The debug text repeated many many times:

"2024-09-24 20:42:06: WARNING[Main]: collisionMoveSimple: maximum step interval exceeded, lost movement details"

Within the next day or so, I finally decided to try to upgrade the ZIL and SLOG on my main box which I use to play minetest.  I had set two SSDs for this quite a long time ago and couldn't remember which one was the SLOG and which was the ZIL, so I ended up causing both to be disabled by pulling them out.  I managed to restore the SLOG but did not fix the ZIL at that moment.

What I discovered after this happened while the ZIL (cache) device was no longer being used, completely nonexistent and removed from my box, was that minetest no longer had those lag issues.  Prior to this, I had planned to attempt to discover where in the series of commits to minetest that things went wrong.  I had backtracked to a much earlier version of minetest, hoping to find a time when this sporadic but slowly progressively worsening lag began.  I was set to learn how to bisect the commits to discover when the issue appeared, but since removing the cache SSD cured the lag for my minetest client and also shortly also noticed some less snappiness in my GUI (FVWM3) as well, the whole bisect need was averted.  This blog post would have documented my experience with the whole bisect of minetest client process had I done so.

Instead of telling my tale of learning something new (bisect) I learned that my cache device must have had some kind of problem which was dragging my entire system down.  This should be one more thing to check, to see if your unexplained network lag debug report or similar message indicating network performance issues has nothing to do with actual networking, rather that essentially disk i/o was interfering with network transmission.
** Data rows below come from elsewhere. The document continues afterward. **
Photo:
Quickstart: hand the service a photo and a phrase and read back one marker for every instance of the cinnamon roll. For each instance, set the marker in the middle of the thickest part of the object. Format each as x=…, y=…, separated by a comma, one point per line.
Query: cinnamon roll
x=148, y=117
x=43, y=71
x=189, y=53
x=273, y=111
If I knew off the top of my head how better to triage disk i/o, or prove that it was not network in actuality, then this entire conversation is likely to have been much shorter.

Since the cache (ZIL) was removed, I took a few moments to attach two 500GB SSDs as a striped cache device.  Perhaps over time it will speed things up, but at least now it is only going to be a positive addition, not something which will slow the system and network packets for a game.  If you have cache devices attached to your system for ZIL especially, remember that it can be the reason for general lag on your system when that SSD becomes faulty in one regard or another.